Unfortunately, Williams’ reputation followed him to Houston where he struggled to find a home in the rotation. Twice he fell out of favor with the Rockets coaching staff – first with coach Rick Adelman last year and then again this season with Kevin McHale. After playing only 23 total games in parts of two seasons, the Rockets waived the former lottery selection, even though they had traded a first round pick to acquire him from the Nets.
“Last year with Houston, I really couldn’t tell you,” Williams said. “I could sit here and give you a long story about how I didn’t do this or I didn’t do that, but that’s not really the important part right now.”
He’s right – the past is the past, at least when it comes to the Kings and coach Smart. This isn’t the first player with baggage Smart has taken under his wing, and most likely, it won’t be the last.
In Golden State, Smart was credited with developing the mercurial Monta Ellis. And the job he has done so far this season to harness the impetuous DeMarcus Cousins has impressed many both within and outside the organization.
Williams is now looking for a legitimate second chance, not the perceived brush off that he received with the Rockets.
“I was told that when I got to Houston and it didn’t work, it wasn’t true,” Williams said about getting a second chance. “Here I can actually see it with coach Smart and I think that’s great. It helps me out a lot to get judged off of what you see, not what you heard and I think that’s great.”
So far, Smart has seen plenty on the floor to be impressed with. Williams is active, he plays defense and his passing ability has been nothing short of a revelation. Skill oozes out of this kid and you can’t help but wonder, “what if?”
What if Smart can take this young man and mold him into, not just a basketball player, but a locker room asset? What if this 24-year-old former lottery pick with all the tools in the world, is the future small forward for the Sacramento Kings?
“He’s definitely an NBA talent and once you have a talented guy in your system, you’re going to do all you can to get him to fit what you’re trying to do,” Smart said.
The talent is there, but fitting in has always been the question. Can Smart and his team bring Williams into the fold and make him part of the family? Can they take yet another guy with a questionable track record and turn him into gold? Clearly Smart is willing to give it a shot.
“The first couple of days around him, he was a bit guarded in conversation,” Coach Smart said earlier this week during pregame.
“You know now, he’s more where he’s asking questions, or he’s looking me in the face, looking at me in the eyes, talking, communicating.”
So Smart takes on another challenge. He has been great at managing egos and issues so far, but is there a breaking point? More than that, is Williams willing to buy in and make the necessary changes to make himself into a good teammate?
Giving Williams a 14-game trial run is an early sign that things are going well. It gives everyone involved some time to see if Sacramento is the right spot for him long-term.
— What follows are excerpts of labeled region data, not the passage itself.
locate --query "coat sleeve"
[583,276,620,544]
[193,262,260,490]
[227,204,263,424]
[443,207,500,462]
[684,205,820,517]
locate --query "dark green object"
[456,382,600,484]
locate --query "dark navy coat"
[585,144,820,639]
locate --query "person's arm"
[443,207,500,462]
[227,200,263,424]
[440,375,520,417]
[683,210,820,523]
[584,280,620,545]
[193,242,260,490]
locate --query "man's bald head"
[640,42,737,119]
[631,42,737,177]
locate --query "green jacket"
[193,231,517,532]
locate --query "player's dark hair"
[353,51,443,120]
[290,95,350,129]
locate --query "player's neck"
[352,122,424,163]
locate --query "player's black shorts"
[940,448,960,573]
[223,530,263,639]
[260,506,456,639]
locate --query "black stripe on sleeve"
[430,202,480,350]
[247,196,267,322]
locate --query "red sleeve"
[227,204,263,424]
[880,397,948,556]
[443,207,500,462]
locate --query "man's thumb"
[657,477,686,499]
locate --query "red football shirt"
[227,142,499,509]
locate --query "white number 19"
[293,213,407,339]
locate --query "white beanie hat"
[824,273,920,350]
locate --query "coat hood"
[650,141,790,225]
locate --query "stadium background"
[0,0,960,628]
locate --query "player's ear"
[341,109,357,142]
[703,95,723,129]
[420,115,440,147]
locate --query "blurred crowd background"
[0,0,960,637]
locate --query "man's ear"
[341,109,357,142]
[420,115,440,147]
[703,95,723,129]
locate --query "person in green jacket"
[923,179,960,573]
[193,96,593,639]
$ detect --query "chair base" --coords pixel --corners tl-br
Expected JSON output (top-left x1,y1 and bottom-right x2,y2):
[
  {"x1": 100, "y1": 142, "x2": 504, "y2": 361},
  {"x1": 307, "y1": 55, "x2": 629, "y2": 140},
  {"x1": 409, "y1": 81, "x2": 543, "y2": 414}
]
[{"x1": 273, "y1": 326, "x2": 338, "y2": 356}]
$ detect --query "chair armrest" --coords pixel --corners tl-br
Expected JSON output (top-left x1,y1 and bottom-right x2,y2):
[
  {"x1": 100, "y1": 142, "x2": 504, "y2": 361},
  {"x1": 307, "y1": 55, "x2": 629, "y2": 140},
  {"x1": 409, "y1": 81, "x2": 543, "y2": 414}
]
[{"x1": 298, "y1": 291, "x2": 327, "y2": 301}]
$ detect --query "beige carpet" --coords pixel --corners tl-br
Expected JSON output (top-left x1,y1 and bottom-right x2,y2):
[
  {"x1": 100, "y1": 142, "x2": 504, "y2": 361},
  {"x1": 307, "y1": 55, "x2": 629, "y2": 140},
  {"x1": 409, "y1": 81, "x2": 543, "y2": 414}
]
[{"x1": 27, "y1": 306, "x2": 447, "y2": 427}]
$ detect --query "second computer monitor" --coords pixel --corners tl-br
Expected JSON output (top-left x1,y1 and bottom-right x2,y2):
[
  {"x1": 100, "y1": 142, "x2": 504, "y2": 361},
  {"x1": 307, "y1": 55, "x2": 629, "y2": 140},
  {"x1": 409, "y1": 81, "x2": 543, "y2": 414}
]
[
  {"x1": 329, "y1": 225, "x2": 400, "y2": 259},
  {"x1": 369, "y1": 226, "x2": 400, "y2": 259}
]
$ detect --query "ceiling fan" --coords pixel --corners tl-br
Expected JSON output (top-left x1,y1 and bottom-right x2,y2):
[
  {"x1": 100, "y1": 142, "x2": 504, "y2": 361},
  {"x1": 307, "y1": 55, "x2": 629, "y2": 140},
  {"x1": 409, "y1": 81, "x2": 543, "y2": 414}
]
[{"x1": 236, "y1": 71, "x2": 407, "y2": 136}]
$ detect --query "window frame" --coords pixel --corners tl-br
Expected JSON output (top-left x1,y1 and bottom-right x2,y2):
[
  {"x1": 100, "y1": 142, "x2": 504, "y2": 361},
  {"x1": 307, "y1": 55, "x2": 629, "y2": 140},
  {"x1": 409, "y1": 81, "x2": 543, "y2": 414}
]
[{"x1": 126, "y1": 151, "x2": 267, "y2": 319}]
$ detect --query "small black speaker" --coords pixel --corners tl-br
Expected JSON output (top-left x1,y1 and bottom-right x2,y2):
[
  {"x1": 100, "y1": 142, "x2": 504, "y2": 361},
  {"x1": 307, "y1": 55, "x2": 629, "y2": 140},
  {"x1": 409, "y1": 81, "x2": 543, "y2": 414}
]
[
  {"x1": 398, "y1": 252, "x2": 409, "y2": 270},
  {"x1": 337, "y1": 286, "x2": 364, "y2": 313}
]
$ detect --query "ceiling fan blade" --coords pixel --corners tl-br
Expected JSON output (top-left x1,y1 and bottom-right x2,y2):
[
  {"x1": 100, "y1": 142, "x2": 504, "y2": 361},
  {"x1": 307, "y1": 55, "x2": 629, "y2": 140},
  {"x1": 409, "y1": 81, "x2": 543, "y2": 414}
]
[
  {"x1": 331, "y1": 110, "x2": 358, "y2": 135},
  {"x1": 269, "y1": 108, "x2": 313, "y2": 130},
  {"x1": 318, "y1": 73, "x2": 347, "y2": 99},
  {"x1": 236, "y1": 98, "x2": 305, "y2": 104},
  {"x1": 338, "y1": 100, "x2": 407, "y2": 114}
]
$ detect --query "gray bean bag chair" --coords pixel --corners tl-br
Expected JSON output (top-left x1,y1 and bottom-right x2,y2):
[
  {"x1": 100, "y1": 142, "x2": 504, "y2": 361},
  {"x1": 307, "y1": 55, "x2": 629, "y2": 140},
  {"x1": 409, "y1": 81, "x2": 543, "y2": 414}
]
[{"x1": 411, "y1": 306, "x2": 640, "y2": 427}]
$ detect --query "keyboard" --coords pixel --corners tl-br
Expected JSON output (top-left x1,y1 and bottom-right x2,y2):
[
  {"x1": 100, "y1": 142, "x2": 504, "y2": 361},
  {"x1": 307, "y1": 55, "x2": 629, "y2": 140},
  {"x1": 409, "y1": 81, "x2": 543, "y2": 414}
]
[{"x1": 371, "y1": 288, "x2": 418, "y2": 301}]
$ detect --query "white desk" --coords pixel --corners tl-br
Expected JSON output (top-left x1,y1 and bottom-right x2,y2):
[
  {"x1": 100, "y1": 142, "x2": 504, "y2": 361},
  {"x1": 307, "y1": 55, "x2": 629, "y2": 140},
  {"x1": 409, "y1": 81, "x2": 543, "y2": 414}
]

If things go as planned, the Kings may have found another piece to their puzzle.
“Everything’s been perfect,” Smart said hours after Williams inked a deal for the remainder of the season. “He’s been doing a great job. Of course the way he’s been playing on the floor, the way he’s fit in with the team, the team concept, everything about him has been really, really good.”
The relationship is still in the honeymoon phase, but the early returns have been solid. The Kings have provided the opportunity, now it is Williams’ turn to make the most of it.